If you are interested in contributing to the project, please visit our GitHub repository to learn more and to access the code.

Our team is also available for questions or collaborations at nikolay.k@harpia.io or GitHub Issues.

Subscription-based Support

In addition, we also provide a subscription-based support service for our incident management system.

This includes access to priority support, regular updates, and additional features.

If you are interested in this service, please get in touch with us at nikolay.k@harpia.io for more information and pricing.

Technologies used

We use a combination of technologies such as Vue.js, Python, Aerospike, Kafka, VitoriaMetrics, and MariaDB to build the system.

Architecture Overview

Our incident management system is built on a microservices architecture, utilizing a combination of APIs and event-driven communication.

The system comprises several services that work together to provide the functionality of incident categorization, escalation, and real-time communication.

Each service is designed to be independent and can be deployed independently, allowing for flexibility and scalability.

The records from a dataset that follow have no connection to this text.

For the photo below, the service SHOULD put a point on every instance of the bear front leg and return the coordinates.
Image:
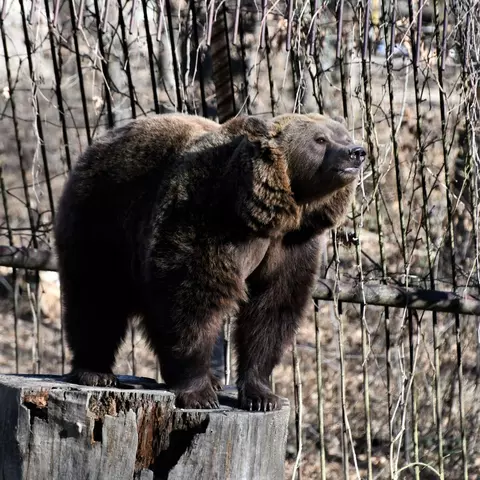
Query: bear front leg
(279, 293)
(184, 319)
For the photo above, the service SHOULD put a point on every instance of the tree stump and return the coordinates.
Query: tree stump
(53, 430)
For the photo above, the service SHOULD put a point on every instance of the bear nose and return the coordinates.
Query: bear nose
(358, 153)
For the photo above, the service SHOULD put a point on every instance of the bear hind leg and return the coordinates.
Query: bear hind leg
(95, 324)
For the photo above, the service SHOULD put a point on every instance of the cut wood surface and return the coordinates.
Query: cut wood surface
(50, 429)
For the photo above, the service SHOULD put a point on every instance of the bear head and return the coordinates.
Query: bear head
(320, 154)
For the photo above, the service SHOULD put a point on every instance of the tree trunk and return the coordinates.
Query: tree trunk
(54, 430)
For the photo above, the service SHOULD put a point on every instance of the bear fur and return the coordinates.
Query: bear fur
(183, 221)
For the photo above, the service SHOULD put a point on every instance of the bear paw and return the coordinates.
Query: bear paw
(93, 379)
(216, 382)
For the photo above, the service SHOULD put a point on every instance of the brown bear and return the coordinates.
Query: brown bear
(180, 221)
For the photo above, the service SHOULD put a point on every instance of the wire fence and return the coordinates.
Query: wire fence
(383, 377)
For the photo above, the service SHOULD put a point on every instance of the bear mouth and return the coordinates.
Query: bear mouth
(350, 170)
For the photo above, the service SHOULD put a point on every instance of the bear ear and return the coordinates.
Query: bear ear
(339, 119)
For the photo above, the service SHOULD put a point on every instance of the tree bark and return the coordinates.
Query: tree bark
(54, 430)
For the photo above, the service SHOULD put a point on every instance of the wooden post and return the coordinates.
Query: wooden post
(52, 430)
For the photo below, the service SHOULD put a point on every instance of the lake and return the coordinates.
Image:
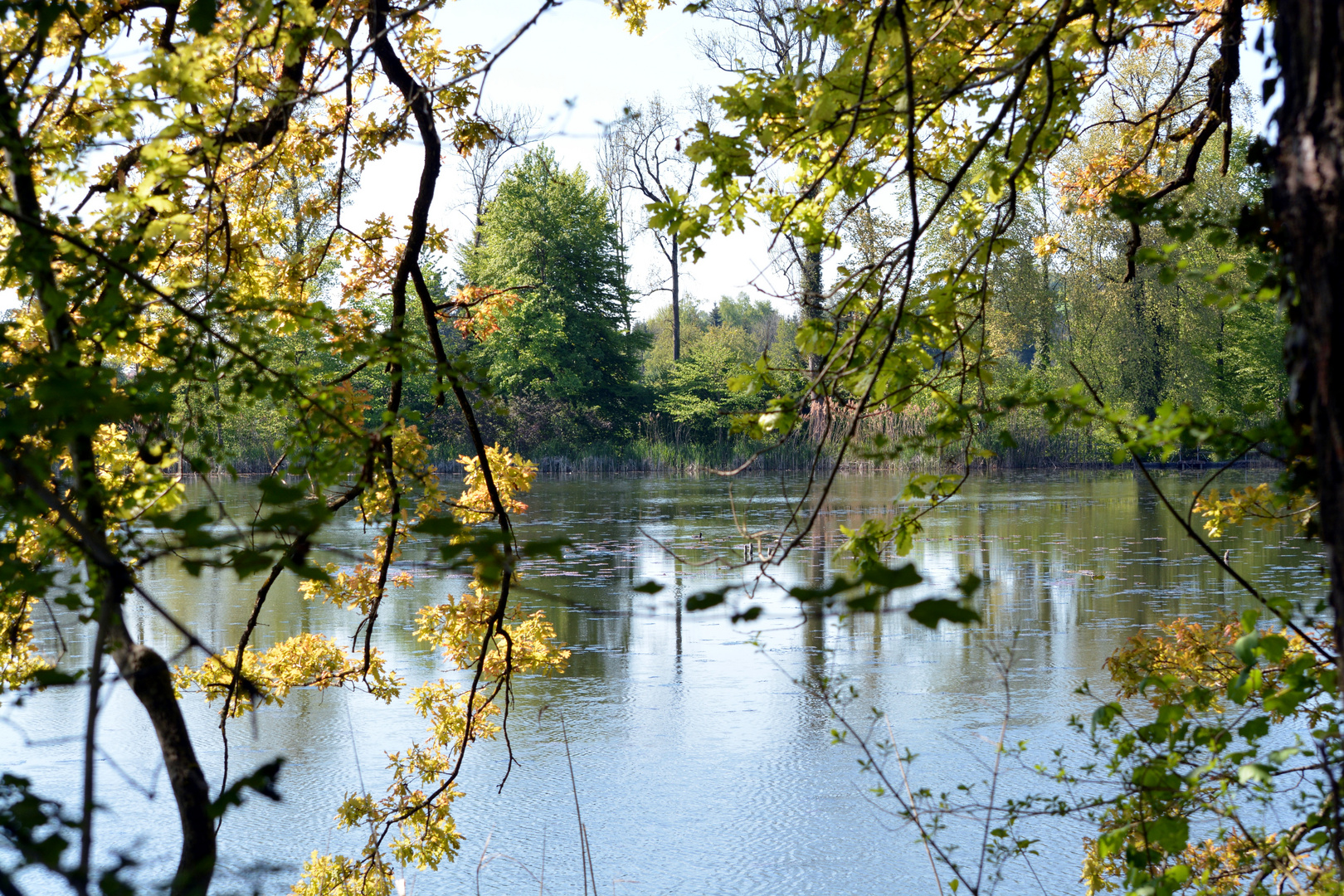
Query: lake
(700, 767)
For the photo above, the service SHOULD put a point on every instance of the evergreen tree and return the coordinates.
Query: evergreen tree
(548, 236)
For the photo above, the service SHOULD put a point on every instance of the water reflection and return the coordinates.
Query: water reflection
(700, 767)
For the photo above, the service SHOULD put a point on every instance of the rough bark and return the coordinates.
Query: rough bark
(151, 680)
(1309, 206)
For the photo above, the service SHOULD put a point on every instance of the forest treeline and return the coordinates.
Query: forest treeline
(578, 383)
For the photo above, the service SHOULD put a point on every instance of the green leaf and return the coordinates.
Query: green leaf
(1107, 713)
(1259, 772)
(1168, 833)
(202, 15)
(932, 611)
(1110, 841)
(1255, 728)
(1246, 649)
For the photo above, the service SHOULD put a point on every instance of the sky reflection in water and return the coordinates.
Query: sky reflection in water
(700, 767)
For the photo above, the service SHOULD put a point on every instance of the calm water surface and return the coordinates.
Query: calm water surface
(700, 767)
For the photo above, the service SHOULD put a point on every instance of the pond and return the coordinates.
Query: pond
(699, 766)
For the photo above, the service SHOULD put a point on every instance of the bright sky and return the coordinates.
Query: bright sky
(578, 67)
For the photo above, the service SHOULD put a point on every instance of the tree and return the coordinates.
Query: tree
(513, 129)
(175, 130)
(951, 119)
(650, 143)
(762, 41)
(1309, 206)
(548, 236)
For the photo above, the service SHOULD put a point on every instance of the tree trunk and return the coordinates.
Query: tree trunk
(1309, 203)
(812, 295)
(151, 681)
(676, 301)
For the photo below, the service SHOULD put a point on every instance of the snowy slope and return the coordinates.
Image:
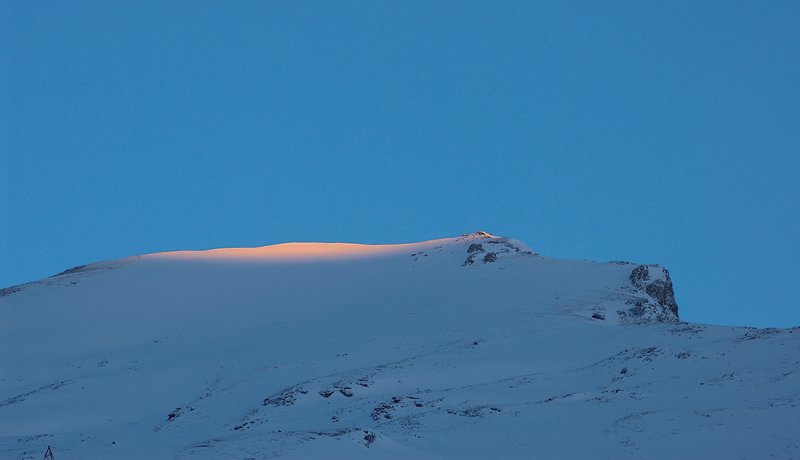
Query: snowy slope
(469, 347)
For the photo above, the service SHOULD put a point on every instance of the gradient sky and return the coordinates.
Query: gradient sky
(657, 132)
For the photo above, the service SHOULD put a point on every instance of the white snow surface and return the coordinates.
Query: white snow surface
(424, 350)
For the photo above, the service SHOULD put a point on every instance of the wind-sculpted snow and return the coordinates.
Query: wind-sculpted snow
(468, 347)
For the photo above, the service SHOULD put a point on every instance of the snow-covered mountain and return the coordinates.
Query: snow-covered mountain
(468, 347)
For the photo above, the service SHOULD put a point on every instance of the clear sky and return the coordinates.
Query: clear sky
(660, 132)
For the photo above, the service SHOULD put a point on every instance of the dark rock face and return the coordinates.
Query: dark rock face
(662, 292)
(659, 290)
(475, 247)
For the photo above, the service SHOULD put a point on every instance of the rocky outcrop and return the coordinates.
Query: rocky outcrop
(654, 300)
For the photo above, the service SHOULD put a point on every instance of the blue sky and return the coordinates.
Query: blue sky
(660, 132)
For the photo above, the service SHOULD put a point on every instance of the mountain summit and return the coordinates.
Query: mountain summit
(466, 347)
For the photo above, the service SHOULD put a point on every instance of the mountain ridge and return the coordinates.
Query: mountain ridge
(465, 347)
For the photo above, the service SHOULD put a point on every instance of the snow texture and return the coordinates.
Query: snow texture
(468, 347)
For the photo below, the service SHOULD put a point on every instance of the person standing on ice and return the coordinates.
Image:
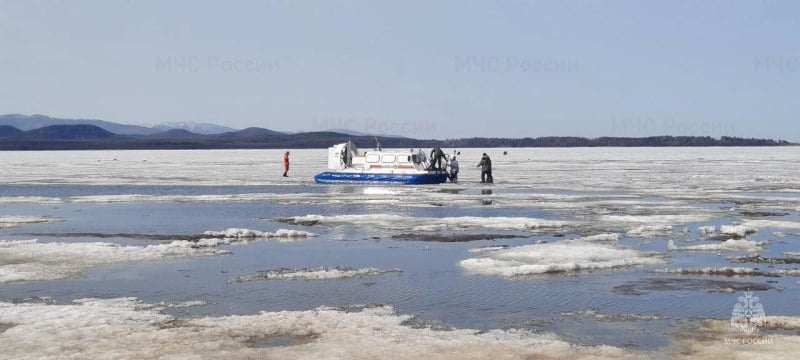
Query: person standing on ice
(436, 158)
(486, 169)
(453, 170)
(286, 164)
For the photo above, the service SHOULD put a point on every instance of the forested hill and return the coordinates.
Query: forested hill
(86, 137)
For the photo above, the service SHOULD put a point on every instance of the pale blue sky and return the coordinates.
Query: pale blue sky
(420, 68)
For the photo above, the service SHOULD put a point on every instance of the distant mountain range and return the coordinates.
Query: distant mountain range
(30, 122)
(39, 132)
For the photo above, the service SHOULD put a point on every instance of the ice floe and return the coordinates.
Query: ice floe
(7, 221)
(724, 271)
(125, 328)
(737, 230)
(391, 221)
(239, 233)
(779, 224)
(314, 273)
(727, 245)
(717, 339)
(29, 260)
(597, 315)
(650, 231)
(600, 237)
(564, 256)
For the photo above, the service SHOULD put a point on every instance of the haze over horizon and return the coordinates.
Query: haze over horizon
(425, 70)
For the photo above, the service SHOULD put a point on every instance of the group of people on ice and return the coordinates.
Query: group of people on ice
(436, 163)
(437, 156)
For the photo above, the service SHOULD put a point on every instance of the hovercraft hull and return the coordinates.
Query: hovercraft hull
(347, 177)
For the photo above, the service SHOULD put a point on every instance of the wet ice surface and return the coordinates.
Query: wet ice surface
(622, 247)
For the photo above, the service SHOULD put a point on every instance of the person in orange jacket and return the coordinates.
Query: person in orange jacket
(286, 164)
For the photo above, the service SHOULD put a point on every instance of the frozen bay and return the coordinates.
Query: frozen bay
(637, 249)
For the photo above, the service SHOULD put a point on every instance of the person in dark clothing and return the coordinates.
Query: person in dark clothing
(437, 155)
(453, 170)
(486, 169)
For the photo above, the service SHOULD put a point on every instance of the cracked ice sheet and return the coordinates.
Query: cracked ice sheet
(7, 221)
(30, 260)
(395, 222)
(127, 328)
(711, 339)
(727, 245)
(780, 224)
(563, 256)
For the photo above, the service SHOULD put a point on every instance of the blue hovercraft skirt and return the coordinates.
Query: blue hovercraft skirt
(333, 177)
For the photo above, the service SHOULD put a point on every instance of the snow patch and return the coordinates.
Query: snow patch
(600, 237)
(737, 230)
(239, 233)
(128, 329)
(563, 256)
(390, 221)
(726, 271)
(650, 231)
(315, 273)
(727, 245)
(707, 230)
(30, 260)
(780, 224)
(7, 221)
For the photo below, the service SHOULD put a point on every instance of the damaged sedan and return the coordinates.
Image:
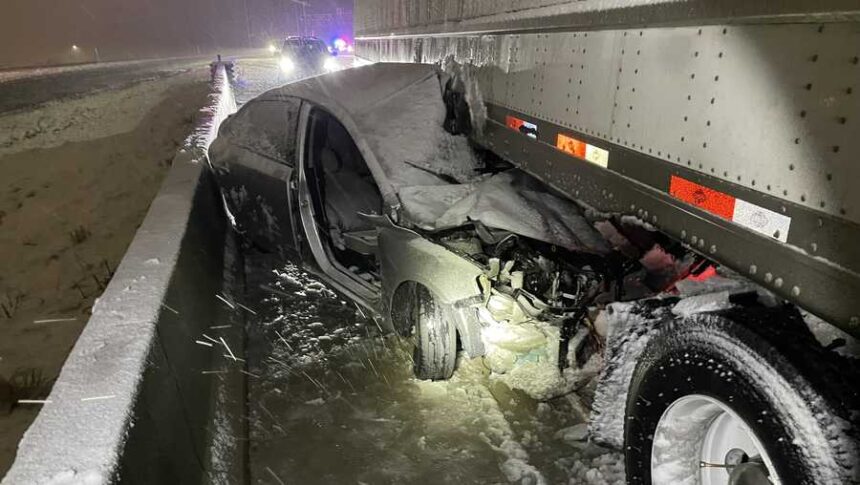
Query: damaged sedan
(451, 245)
(434, 237)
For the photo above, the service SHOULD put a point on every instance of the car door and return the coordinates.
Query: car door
(254, 160)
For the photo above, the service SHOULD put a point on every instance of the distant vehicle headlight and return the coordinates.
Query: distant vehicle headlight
(286, 64)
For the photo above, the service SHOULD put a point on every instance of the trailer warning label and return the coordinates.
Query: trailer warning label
(739, 211)
(580, 149)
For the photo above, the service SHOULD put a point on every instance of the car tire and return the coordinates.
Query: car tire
(753, 376)
(435, 352)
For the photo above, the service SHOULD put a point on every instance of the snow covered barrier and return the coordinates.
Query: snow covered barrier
(134, 401)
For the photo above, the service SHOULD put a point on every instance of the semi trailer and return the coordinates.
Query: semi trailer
(661, 190)
(726, 127)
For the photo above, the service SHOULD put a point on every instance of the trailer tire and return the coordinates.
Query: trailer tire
(724, 379)
(435, 351)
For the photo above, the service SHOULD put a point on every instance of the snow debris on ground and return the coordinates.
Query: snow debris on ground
(331, 385)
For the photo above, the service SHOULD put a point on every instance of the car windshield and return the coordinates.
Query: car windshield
(303, 47)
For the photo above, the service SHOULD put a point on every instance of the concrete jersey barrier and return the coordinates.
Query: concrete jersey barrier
(123, 406)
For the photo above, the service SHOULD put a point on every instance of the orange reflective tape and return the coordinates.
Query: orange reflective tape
(707, 199)
(571, 145)
(513, 122)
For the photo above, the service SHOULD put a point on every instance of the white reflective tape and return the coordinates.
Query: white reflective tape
(759, 219)
(597, 155)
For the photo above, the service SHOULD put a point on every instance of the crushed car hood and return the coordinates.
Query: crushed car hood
(395, 114)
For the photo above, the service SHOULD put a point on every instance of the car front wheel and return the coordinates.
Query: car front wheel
(435, 351)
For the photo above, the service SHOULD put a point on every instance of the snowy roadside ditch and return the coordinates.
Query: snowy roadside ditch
(130, 401)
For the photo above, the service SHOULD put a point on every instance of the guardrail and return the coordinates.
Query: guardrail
(134, 402)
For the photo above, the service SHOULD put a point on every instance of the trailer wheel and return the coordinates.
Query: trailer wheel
(435, 351)
(713, 402)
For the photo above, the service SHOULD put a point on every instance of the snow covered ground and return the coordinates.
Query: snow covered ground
(77, 176)
(333, 401)
(256, 76)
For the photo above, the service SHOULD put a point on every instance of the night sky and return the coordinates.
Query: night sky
(35, 32)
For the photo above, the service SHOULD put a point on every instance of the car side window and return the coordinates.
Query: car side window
(268, 128)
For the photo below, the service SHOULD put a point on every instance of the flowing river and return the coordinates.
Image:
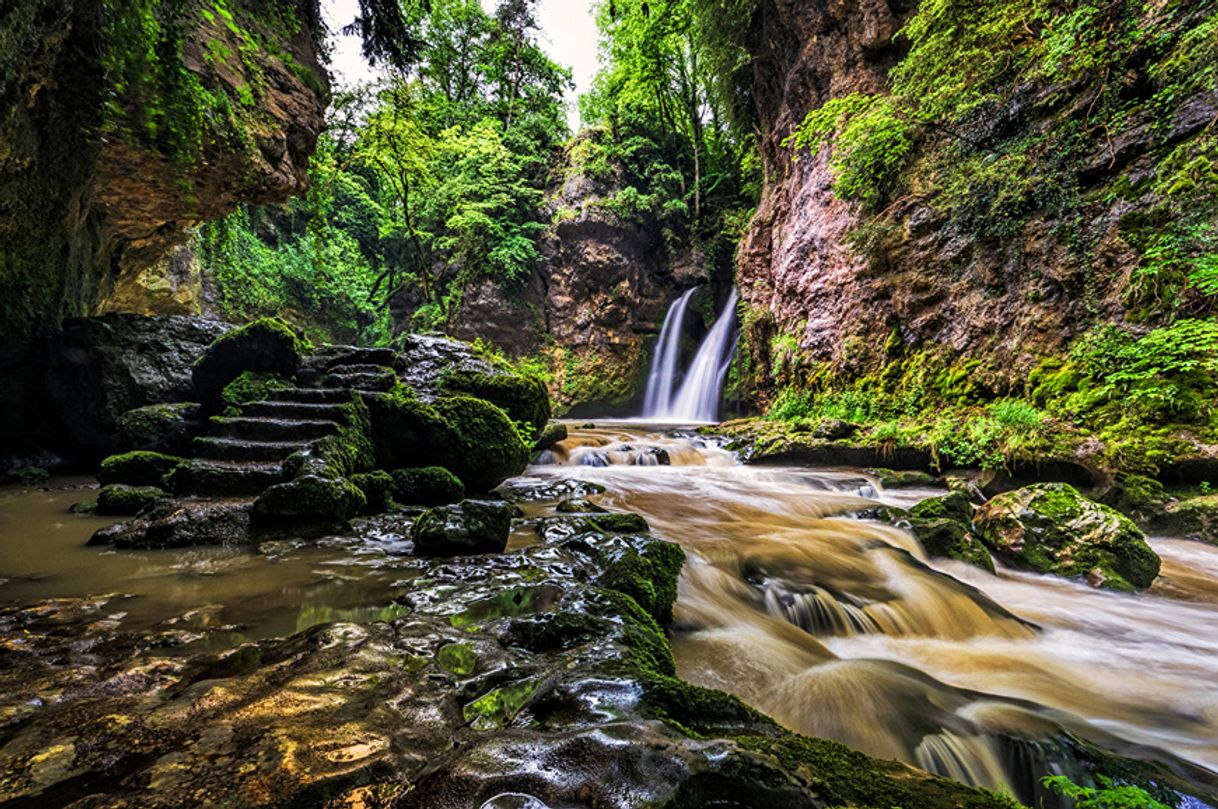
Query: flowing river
(834, 625)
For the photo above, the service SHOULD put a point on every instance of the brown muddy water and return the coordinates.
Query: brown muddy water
(833, 625)
(843, 628)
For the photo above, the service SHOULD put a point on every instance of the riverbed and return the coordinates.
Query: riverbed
(834, 625)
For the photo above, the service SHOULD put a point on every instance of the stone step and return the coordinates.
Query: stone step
(283, 409)
(359, 378)
(218, 448)
(267, 429)
(314, 395)
(227, 478)
(347, 356)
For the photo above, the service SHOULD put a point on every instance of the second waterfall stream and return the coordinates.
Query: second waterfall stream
(696, 399)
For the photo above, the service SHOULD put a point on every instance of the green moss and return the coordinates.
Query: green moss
(1051, 528)
(953, 506)
(266, 346)
(498, 707)
(426, 486)
(311, 497)
(646, 572)
(118, 500)
(139, 468)
(525, 400)
(1195, 517)
(376, 487)
(457, 658)
(160, 428)
(250, 386)
(950, 539)
(480, 444)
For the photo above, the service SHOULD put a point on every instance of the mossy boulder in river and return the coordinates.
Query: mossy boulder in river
(139, 468)
(471, 438)
(266, 346)
(524, 399)
(426, 486)
(161, 428)
(1050, 528)
(127, 501)
(468, 528)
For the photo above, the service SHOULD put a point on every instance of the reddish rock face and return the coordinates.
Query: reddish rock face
(926, 284)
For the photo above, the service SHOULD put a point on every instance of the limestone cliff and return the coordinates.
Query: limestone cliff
(598, 296)
(124, 124)
(849, 293)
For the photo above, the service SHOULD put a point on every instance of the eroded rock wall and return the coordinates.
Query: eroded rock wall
(925, 283)
(594, 303)
(100, 180)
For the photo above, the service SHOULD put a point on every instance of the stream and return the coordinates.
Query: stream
(833, 625)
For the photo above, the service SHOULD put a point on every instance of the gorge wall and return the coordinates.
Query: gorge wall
(843, 293)
(128, 123)
(122, 126)
(596, 300)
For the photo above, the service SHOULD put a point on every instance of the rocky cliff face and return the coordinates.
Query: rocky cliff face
(593, 305)
(859, 291)
(126, 124)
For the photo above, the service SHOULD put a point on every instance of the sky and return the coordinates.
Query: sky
(569, 35)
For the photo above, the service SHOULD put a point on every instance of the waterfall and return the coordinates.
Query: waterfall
(697, 400)
(664, 366)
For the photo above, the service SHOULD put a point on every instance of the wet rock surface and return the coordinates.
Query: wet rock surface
(1051, 528)
(531, 676)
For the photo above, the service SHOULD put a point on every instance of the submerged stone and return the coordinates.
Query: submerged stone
(1051, 528)
(468, 528)
(426, 486)
(118, 500)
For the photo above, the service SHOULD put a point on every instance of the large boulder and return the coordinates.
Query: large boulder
(161, 428)
(473, 439)
(1050, 528)
(524, 399)
(465, 529)
(100, 368)
(266, 346)
(426, 486)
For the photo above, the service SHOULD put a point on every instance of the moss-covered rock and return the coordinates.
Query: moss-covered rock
(266, 346)
(161, 428)
(953, 506)
(1195, 518)
(1137, 496)
(524, 399)
(903, 478)
(309, 497)
(1050, 528)
(469, 528)
(552, 434)
(426, 486)
(480, 444)
(118, 500)
(948, 537)
(376, 487)
(249, 386)
(139, 468)
(579, 506)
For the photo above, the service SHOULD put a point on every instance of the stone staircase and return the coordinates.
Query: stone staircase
(242, 456)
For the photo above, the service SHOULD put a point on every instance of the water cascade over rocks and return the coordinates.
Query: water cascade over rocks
(697, 399)
(845, 628)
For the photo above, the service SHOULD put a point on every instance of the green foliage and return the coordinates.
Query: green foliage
(425, 183)
(1162, 375)
(871, 144)
(1107, 796)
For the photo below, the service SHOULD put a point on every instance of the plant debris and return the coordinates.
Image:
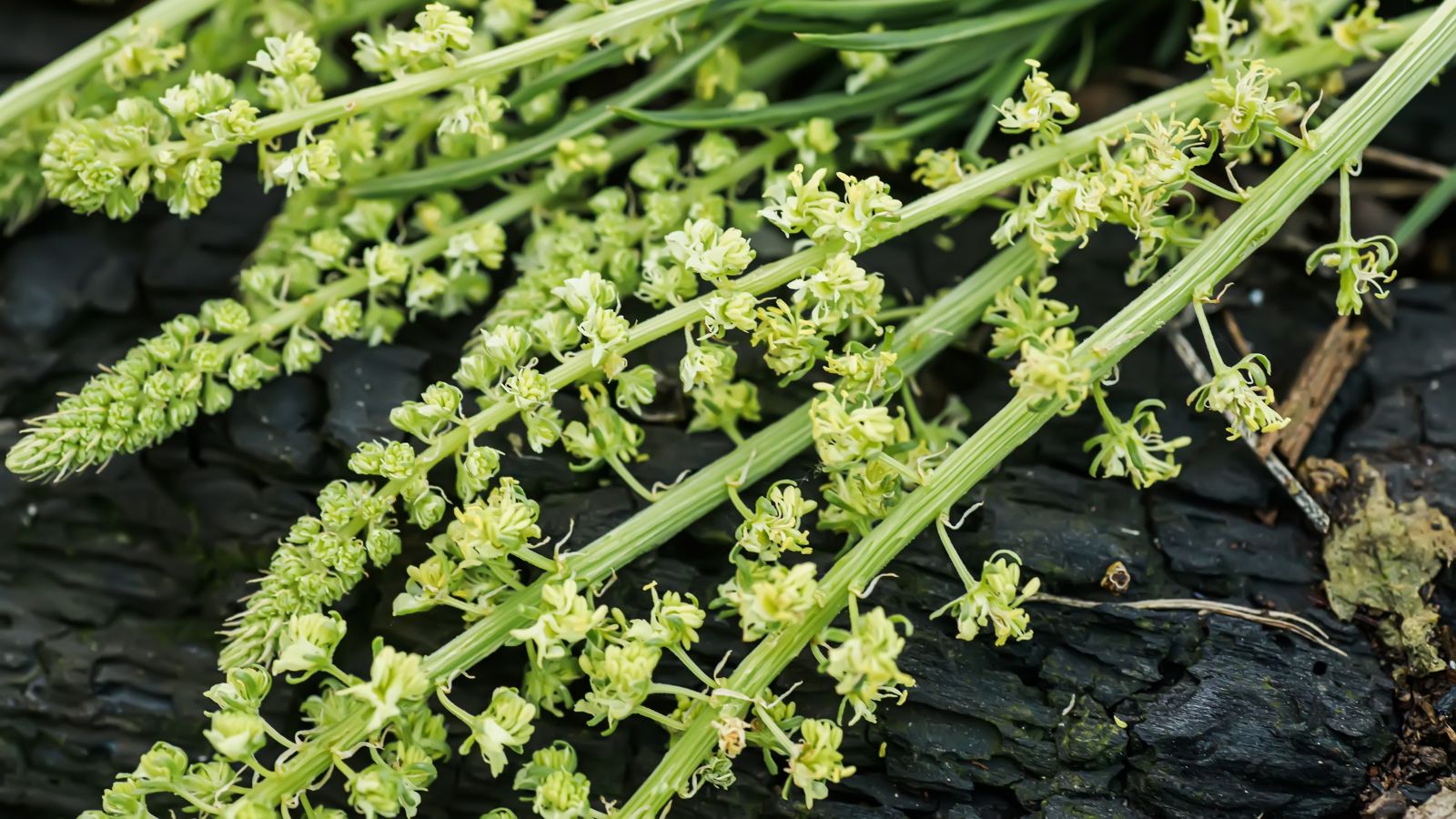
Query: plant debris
(1380, 555)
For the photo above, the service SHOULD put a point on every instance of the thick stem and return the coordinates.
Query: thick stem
(1343, 136)
(701, 493)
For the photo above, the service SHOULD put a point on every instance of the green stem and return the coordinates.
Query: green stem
(1208, 337)
(473, 172)
(701, 493)
(1343, 136)
(48, 82)
(956, 557)
(1347, 235)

Press enter or click to view image in full size

1. Technical flow to process alerts:

harp-collectors: receive alerts from the monitoring system, unify the structure, and push them to the Kafka topic
harp-alert-decorator: read the alert from the Kafka topic (produced by harp-collectors) and add additional info about environments and scenarios that should be applied to the alert
harp-daemon: read the alert from Kafka topic (produced by harp-alert-decorator), describe the logic and state of the alert, and write the result to MariaDB
harp-aggregator: read alerts from MariaDB, aggregate it, and send them to Aerospike
harp-bridge: read alerts from Aerospike and send to UI via WebSockets
harp-ui: the main user interface of the platform

2. Additional Services:

harp-filters: create and manage the user-specific filters in UI
harp-actions: manage alerts — handle, snooze, acknowledge
harp-environments: create and manage environments
harp-bots: configure your own bots to send auto notifications to different channels — Email, SMS, Slack, etc.
harp-integrations: create and manage the integrations with your monitoring systems
harp-licenses: monitor the usage of the alerts and notification channels
harp-scenarios: create and manage scenarios for alerts
harp-users: create and manage users inside the platform, including authentication and authorization
harp-notifications-gmail: responsible for sending auto email notifications
harp-notifications-msteams: responsible for sending auto notifications to Microsoft Teams
harp-notifications-slack: responsible for sending auto notifications to the Slack channel
harp-notifications-sms: responsible for creating auto SMS notifications via Twilio integration
harp-notifications-telegram: responsible for sending auto notifications to Telegram channels
harp-notifications-voice: responsible for creating auto Phone Calls via Twilio integration
harp-clientevents: receive and analyze metrics from the frontend

3. Platform Monitoring:

Prometheus metrics in VictoriaMetrics
Traces in Grafana Tempo
Logs in Grafana Loki
Dashboards and Alerts in Grafana

Conclusion

We look forward to working with you to make our incident management system the best it can be for the water industry!